Kirchheim

„Wir wollen künftig offener und besser kommunizieren“

Interview Philip Renken, Erster Vorsitzender des Vereins „Kirchheim . Zukunft . Innenstadt“, über das Projekt BID.

Philip Renken
Philip Renken

Der erste Anlauf zur Einrichtung eines BID ist gescheitert. Ist das Thema für Sie jetzt abgehakt?

Philip Renken: Wir sind mit dem BID in der jetzigen Größenordnung gescheitert, da vor allem einige sehr große Grundstücksbesitzer außerhalb des historischen Stadtkernes der Idee widersprochen haben. Für uns ist das Thema jedoch nicht abgehakt, weil wir fest davon überzeugt sind, jetzt die Chance nutzen zu müssen, unsere Innenstadt zu entwickeln und damit die Mieten auf Dauer stabilisieren zu können.
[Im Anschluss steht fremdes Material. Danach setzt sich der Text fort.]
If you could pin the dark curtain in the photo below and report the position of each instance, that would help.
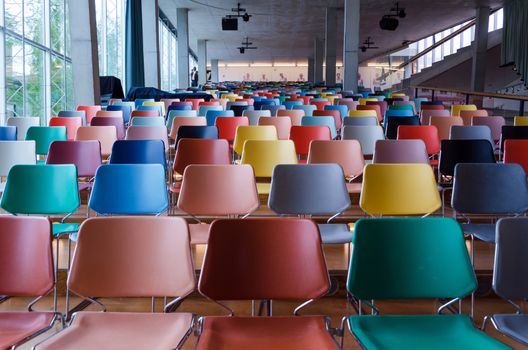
(515, 36)
(135, 72)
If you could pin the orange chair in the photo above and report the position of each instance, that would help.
(90, 111)
(71, 124)
(232, 193)
(140, 257)
(280, 272)
(303, 135)
(227, 126)
(516, 151)
(282, 124)
(346, 153)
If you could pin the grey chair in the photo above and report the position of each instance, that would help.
(312, 189)
(509, 277)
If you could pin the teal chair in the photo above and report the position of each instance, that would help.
(321, 121)
(413, 258)
(44, 136)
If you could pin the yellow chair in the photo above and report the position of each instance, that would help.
(363, 113)
(261, 132)
(455, 109)
(263, 155)
(399, 189)
(520, 121)
(156, 103)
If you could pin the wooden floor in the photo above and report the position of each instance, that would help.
(334, 306)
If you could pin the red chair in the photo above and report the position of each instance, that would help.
(227, 126)
(516, 151)
(303, 135)
(330, 113)
(71, 124)
(26, 270)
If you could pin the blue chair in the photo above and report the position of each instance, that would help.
(196, 132)
(321, 121)
(138, 152)
(123, 108)
(211, 115)
(129, 189)
(8, 133)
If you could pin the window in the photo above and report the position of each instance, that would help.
(34, 40)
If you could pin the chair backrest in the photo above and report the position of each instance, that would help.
(287, 278)
(489, 189)
(86, 155)
(244, 133)
(129, 189)
(12, 153)
(138, 152)
(143, 132)
(427, 133)
(400, 152)
(70, 123)
(366, 135)
(106, 135)
(22, 124)
(26, 267)
(346, 153)
(419, 258)
(201, 151)
(41, 189)
(132, 257)
(308, 189)
(111, 121)
(453, 152)
(399, 189)
(218, 189)
(511, 262)
(444, 124)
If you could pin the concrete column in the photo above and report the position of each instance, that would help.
(182, 26)
(214, 70)
(318, 54)
(202, 62)
(480, 49)
(351, 46)
(149, 13)
(84, 53)
(330, 41)
(310, 69)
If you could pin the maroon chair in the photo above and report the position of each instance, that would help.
(86, 155)
(111, 121)
(26, 270)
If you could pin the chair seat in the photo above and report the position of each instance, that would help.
(16, 326)
(122, 330)
(199, 233)
(259, 333)
(514, 326)
(431, 332)
(335, 233)
(484, 232)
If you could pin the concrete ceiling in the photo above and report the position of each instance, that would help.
(284, 31)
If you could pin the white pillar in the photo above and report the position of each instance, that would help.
(182, 26)
(202, 62)
(149, 14)
(330, 41)
(84, 54)
(351, 46)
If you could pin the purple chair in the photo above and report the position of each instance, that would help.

Wie könnte Kirchheim von einem BID profitieren?

Renken: Wir glauben, mit dem BID Strukturen so verbessern zu können, dass Kirchheim für Besucher auch auf lange Sicht eine interessante Stadt in den Bereichen Gastronomie, Handel und Events bleibt. Nur so werden wir langfris­tig den Wert der innerstädtischen Immobilien sichern können und Leerstand vermeiden.

Es gab Unmut, weil Betroffene sich schlecht informiert gefühlt haben. Können Sie das verstehen?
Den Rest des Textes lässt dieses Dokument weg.